The home is built with a back door with step down.
Owner A lays a few brick as a patio next to the door.
Owner B puts a roof over the patio.
Owner C puts a removes the steps and makes it a covered deck.
Owner D adds a few posts and screens and calls it a screened porch.
Owner E adds windows between the posts and calls it a 3 season room.
Owner F adds a duct from the houses furnace and now it’s the family room.
The problem is owner A did not put a foundation under his brick that will support a family room. Owner B built a low slope roof leaving no room for insulation when he covered his patio. Owner C did not build an air tight insulated floor under his deck. ECT every one did a good job at their little project but there is no way it adds up to well built family room.
From here I do not know if you have a room or a pile projects that was not built to code or inspected.
If you really need/want an addition to your home, planing and build real room maybe the best choice.

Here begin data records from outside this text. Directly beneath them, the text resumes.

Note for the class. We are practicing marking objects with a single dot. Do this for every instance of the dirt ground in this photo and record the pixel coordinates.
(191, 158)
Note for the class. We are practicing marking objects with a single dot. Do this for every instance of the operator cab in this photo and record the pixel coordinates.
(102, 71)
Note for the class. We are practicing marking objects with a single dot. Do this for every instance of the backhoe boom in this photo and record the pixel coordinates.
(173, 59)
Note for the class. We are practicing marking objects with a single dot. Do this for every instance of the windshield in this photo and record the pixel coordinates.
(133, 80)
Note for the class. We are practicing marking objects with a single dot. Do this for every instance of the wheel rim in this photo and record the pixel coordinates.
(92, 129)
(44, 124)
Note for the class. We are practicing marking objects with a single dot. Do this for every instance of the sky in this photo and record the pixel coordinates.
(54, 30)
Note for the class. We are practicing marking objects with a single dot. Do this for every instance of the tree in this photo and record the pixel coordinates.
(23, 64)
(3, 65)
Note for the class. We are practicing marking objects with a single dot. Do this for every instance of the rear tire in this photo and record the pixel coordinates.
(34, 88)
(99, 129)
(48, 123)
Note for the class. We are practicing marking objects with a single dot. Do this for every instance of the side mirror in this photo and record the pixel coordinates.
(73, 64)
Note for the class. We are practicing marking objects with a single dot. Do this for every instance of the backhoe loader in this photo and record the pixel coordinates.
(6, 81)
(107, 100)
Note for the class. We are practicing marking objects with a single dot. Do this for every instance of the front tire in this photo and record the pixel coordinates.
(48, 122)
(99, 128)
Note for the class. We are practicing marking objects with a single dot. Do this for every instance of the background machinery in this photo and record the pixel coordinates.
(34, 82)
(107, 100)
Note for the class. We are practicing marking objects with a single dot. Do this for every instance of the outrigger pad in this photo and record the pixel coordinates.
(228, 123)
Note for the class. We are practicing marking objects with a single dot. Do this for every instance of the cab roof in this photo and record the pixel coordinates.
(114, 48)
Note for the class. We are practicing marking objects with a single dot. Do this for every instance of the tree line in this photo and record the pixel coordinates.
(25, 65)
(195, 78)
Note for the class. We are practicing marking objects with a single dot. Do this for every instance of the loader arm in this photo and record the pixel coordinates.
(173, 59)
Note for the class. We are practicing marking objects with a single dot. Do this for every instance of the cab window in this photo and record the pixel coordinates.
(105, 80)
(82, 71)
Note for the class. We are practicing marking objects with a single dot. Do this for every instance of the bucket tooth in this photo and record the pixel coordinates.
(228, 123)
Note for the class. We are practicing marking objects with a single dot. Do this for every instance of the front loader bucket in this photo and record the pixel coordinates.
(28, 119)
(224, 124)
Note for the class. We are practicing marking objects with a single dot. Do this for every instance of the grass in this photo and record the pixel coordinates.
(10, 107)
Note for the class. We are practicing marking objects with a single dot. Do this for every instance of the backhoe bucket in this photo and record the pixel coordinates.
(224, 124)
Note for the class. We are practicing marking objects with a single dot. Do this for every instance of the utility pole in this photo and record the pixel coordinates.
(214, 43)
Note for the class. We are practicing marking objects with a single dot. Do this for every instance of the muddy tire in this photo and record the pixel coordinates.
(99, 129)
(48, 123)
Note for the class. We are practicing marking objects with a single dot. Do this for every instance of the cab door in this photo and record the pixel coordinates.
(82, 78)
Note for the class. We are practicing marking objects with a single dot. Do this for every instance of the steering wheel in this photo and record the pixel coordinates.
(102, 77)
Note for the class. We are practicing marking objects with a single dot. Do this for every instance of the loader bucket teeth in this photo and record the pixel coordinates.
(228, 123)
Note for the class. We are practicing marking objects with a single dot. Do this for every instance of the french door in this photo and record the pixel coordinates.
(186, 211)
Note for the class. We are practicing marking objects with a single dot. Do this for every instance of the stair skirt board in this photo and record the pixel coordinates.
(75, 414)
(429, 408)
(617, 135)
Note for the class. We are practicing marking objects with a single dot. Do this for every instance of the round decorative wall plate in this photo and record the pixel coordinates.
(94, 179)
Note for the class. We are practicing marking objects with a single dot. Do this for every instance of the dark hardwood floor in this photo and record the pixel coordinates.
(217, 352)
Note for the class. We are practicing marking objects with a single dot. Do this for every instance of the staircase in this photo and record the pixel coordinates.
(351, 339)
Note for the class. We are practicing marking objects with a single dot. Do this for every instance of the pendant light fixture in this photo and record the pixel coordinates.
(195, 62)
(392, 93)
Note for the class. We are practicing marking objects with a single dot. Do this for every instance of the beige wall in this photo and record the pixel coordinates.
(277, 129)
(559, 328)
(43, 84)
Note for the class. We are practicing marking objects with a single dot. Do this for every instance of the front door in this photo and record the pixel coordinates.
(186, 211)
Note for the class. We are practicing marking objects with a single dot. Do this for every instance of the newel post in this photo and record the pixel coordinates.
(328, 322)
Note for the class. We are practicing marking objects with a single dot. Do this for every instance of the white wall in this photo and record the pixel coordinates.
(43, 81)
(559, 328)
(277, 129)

Walter, I had the house built 8 years ago. The covered porch was built with the house, but it was built as that, a covered porch. I had planned to screen it in someday, but now want to create a sunroom out of it to get more use during the cold months. I know the best way to do this is to have a foundation built, however it’s not cost effective so I am trying to come up with a good alternative that doesn’t result in problems down the road. Luckily, I am starting with a fairly clean slate as nothing has been done to the porch yet. Thanks for your input.
-Dave
I have attached a picture of the space. I probably should’ve included this in my original post.
Mike,
Thanks for the comment. There are 3 support posts that we’ll have to contend with. I’ve had 2 concrete guys come by to look at the job and they never came back! I’m thinking the roof support and the proximity to the house deterred them.
-Dave
Dave, post #15 from Malcolm has a very good point about your local requirements. If that's their definition of a crawl space, you could be facing an inspection problem.

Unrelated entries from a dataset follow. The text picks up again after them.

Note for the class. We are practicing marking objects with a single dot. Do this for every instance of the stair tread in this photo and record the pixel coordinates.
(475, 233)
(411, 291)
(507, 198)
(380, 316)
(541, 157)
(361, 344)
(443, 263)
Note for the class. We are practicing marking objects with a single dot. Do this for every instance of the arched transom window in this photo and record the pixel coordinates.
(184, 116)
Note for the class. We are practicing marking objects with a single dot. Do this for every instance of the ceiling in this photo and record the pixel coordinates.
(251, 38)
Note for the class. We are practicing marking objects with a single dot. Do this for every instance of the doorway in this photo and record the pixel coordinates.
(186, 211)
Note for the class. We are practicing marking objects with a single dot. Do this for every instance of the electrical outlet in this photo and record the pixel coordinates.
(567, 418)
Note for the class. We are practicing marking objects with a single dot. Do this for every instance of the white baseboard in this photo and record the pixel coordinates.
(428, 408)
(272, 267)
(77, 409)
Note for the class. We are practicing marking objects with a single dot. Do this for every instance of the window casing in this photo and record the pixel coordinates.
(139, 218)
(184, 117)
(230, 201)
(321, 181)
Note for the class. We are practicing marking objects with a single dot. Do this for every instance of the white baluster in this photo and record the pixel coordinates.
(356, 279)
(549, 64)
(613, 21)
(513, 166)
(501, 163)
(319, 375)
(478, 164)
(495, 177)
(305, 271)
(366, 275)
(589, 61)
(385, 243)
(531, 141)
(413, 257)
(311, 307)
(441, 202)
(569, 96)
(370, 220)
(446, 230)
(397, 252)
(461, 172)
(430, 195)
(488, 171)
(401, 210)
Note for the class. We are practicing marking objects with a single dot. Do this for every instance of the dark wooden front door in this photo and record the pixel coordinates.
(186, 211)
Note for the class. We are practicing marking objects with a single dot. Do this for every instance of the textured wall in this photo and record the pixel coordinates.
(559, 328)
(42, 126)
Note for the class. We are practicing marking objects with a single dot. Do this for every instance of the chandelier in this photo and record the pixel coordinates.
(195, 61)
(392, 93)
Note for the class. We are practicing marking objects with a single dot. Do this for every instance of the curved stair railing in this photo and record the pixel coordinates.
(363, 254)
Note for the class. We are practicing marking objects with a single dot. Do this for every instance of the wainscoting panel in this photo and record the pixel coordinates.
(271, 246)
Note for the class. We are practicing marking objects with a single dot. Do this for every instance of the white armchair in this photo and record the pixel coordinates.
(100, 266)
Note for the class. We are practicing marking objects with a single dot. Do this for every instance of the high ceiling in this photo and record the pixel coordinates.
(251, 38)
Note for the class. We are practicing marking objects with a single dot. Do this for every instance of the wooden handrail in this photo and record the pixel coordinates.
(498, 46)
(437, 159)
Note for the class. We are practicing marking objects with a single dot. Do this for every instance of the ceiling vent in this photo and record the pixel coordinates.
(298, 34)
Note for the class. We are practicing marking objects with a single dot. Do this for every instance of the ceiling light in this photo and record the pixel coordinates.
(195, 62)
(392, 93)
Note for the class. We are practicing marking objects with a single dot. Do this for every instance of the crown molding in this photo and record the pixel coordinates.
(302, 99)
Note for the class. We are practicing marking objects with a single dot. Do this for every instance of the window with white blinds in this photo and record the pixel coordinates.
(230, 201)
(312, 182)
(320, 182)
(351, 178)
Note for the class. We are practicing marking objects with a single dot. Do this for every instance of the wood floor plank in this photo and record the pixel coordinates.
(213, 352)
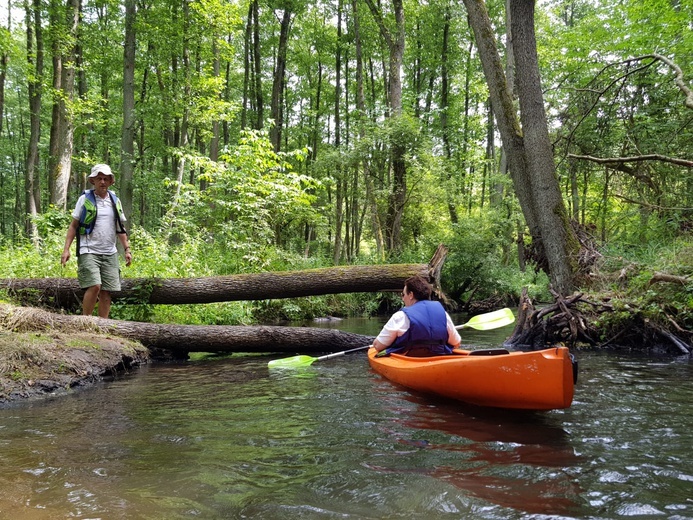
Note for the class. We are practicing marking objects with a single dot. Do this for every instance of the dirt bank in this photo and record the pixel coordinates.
(37, 359)
(36, 364)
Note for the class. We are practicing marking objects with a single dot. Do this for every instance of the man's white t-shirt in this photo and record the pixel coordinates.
(102, 240)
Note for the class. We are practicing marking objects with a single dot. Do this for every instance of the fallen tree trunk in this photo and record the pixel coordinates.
(65, 292)
(182, 339)
(561, 322)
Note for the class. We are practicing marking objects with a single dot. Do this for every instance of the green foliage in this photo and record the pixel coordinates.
(631, 274)
(475, 267)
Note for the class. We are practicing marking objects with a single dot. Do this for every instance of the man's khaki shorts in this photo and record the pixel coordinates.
(103, 270)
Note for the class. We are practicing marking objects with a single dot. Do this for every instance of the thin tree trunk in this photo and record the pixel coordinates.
(558, 237)
(35, 56)
(278, 82)
(258, 66)
(398, 193)
(451, 193)
(182, 339)
(365, 162)
(63, 167)
(127, 158)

How big is the area? What's above it that would need to be supported if you poured a slab?
The slab for my front porch was poured considerably after the footings for the house were poured / fixed, even though a flat roof covers the porch. They basically removed the load from the vertical support post by wedging in a couple angled supports so they could properly pour the post footing and porch, but there was minimal mass to support.

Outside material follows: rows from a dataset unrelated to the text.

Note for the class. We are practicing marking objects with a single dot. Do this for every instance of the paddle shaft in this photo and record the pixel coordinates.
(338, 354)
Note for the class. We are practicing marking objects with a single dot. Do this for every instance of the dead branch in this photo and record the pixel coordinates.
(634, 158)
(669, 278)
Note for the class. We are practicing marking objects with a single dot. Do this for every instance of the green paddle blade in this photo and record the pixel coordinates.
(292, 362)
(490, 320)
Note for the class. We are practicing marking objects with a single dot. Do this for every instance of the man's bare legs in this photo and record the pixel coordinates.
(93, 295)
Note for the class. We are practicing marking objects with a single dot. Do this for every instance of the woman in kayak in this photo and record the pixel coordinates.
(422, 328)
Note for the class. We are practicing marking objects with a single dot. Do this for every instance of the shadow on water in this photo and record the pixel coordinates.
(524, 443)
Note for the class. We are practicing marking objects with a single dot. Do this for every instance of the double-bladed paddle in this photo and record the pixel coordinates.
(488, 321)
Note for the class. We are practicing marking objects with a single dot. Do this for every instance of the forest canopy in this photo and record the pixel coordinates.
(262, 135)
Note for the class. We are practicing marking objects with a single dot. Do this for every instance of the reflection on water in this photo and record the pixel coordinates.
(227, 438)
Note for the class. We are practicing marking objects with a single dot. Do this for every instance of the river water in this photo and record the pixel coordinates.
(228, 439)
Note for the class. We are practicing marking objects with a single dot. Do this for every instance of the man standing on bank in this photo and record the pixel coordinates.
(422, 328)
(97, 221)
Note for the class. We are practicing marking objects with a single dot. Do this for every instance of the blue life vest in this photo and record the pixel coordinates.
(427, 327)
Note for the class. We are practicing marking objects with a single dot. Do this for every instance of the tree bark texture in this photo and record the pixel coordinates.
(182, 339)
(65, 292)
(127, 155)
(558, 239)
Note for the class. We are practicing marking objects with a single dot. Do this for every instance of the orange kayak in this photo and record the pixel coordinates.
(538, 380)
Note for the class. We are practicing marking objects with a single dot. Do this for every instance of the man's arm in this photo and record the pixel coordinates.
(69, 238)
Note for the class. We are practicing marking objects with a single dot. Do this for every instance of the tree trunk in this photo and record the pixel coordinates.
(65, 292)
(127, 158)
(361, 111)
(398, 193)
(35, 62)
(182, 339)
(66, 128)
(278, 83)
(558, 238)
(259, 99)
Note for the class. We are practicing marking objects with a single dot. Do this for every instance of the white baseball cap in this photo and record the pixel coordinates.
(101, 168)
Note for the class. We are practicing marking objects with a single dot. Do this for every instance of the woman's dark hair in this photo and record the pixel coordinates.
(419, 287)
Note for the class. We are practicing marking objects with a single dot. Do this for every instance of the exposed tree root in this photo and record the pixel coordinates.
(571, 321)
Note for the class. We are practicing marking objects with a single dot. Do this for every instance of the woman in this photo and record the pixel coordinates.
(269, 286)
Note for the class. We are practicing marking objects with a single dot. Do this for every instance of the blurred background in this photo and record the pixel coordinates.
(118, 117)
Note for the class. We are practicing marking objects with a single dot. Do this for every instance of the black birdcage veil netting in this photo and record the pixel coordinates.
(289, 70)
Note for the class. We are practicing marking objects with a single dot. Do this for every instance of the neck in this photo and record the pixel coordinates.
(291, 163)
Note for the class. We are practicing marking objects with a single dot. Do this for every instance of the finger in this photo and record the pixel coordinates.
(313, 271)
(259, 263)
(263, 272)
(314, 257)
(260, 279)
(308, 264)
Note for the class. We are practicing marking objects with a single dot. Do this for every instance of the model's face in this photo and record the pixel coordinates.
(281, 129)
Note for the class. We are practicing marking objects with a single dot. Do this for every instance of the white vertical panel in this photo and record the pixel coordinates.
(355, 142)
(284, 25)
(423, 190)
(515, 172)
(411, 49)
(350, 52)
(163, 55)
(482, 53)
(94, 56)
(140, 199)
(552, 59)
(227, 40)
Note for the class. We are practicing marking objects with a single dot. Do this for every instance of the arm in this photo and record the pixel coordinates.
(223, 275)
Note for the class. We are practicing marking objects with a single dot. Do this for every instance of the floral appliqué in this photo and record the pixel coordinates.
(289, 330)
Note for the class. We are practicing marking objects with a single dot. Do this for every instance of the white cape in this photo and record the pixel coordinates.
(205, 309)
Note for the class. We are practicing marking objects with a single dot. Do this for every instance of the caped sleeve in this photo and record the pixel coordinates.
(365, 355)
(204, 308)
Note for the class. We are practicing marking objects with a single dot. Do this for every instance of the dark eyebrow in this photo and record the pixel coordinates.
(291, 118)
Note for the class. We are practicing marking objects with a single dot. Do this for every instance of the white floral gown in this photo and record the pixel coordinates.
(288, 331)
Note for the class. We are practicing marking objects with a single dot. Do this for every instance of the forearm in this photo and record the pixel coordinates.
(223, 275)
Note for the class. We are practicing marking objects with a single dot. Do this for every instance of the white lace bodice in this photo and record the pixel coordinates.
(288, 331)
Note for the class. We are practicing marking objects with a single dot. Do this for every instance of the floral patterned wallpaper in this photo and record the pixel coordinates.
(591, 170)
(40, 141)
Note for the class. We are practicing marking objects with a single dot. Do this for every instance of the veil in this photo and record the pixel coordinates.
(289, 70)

The attachment isn't a great photo but it demonstrates the finished product, probably making the point more easily than what I wrote above. That vertical post was literally hanging from the roof while the footing for it and the porch slab were poured.
Dave,
I envisaged a more finished space you wanted to insulate. Now I've seen the picture, you really aren't losing much by removing the floor and re-building the structure as Martin and others have suggested.
Malcolm, I should have posted that picture initially. It’s just rebuilding affordably and correctly that seems to be the challenge.
Dave,
Call your local concrete contractor. It's time to pour a slab.
I'm not sure of your climate zone, but in most of the U.S., you'll want the slab to be properly insulated. For more information, see "Insulating a slab on grade."
Martin,
Is there something about seeing the space that makes you suggest the slab? I kind of like your idea with the plywood/foam/plywood as it’s much more affordable, however I don’t want to invite problems either. Just curious what changed your mind.
Thanks,
-Dave
Dave,
Your porch has no walls. That makes installing a slab much easier. The photo shows that you just have three posts, and the loads on these three posts can easily be temporarily supported by installing some diagonal supports, as described by Mike in Comment #23.
Pouring the slab will be a quick and easy job.
I live in NY, so i know we would have to get below the frostline (4ft) . I think this makes it a bit more challenging/expensive.
I'm in So Cal so frostlines weren't an issue, but I had to go 12" into native soil so my footings were 32" deep. You don't need to take it to that depth for the entire slab.